I named them the Stenmark twins. They were the Stenmark twins. Jan and Lars, or Nils and Sven.
“The dormants in their capsules, their pods. Those now and those to come.”
“Are they actually dead? Can we call them dead?”
“Death is a cultural artifact, not a strict determination of what is humanly inevitable.”
“And are they who they were before they entered the chamber?”
“We will colonize their bodies with nanobots.”
“Refresh their organs, regenerate their systems.”
“Embryonic stem cells.”
“Enzymes, proteins, nucleotides.”
“They will be subjects for us to study, toys for us to play with.”

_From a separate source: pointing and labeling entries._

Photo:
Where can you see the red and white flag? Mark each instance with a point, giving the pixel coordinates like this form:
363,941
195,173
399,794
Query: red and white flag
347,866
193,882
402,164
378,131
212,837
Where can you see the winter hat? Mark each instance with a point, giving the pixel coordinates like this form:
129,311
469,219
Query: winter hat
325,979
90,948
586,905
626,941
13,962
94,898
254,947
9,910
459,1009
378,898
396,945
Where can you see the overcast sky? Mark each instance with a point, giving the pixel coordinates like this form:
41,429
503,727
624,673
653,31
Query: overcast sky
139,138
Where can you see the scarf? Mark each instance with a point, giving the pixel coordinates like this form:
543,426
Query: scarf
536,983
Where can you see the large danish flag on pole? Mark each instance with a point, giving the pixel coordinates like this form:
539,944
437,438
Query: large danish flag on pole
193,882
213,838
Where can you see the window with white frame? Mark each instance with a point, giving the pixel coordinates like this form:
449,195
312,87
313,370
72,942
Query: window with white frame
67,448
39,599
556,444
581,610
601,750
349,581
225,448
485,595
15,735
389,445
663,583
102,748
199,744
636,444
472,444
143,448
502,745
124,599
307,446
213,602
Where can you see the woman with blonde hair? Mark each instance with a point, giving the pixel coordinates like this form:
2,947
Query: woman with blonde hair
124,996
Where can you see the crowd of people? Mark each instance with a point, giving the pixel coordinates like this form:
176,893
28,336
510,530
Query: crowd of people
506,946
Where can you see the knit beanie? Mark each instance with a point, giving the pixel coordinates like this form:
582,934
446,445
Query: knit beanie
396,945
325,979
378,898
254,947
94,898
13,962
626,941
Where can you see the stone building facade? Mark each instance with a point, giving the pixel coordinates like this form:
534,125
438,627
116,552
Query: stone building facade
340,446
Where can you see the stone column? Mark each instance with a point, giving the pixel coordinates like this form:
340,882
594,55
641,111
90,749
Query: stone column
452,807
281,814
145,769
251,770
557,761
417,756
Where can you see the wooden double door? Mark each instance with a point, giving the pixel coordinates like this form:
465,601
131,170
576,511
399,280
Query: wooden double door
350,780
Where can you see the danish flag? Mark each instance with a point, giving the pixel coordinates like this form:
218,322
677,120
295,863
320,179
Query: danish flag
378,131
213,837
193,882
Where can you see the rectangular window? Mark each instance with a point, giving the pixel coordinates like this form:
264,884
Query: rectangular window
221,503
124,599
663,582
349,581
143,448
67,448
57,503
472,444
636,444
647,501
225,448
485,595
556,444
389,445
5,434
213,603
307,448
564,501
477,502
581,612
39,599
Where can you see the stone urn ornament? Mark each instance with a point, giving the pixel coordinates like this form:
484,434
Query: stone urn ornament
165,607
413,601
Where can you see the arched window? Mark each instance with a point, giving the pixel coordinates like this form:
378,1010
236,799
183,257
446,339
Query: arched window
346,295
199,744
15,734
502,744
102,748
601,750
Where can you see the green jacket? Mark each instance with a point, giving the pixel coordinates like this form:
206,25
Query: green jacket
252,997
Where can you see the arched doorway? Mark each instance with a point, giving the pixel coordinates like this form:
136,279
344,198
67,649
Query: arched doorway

Sven leaned toward his audience, carrying this last phrase with him, and there was a ripple of amused response from the benefactors.
“Nano-units implanted in the suitable receptors of the brain. Russian novels, the films of Bergman, Kubrick, Kurosawa, Tarkovsky. Classic works of art. Children reciting nursery rhymes in many languages. The propositions of Wittgenstein, an audiotext of logic and philosophy. Family photographs and videos, the pornography of your choice. In the capsule you dream of old lovers and listen to Bach, to Billie Holiday. You study the intertwined structures of music and mathematics. You reread the plays of Ibsen, revisit the rivers and streams of sentences in Hemingway.”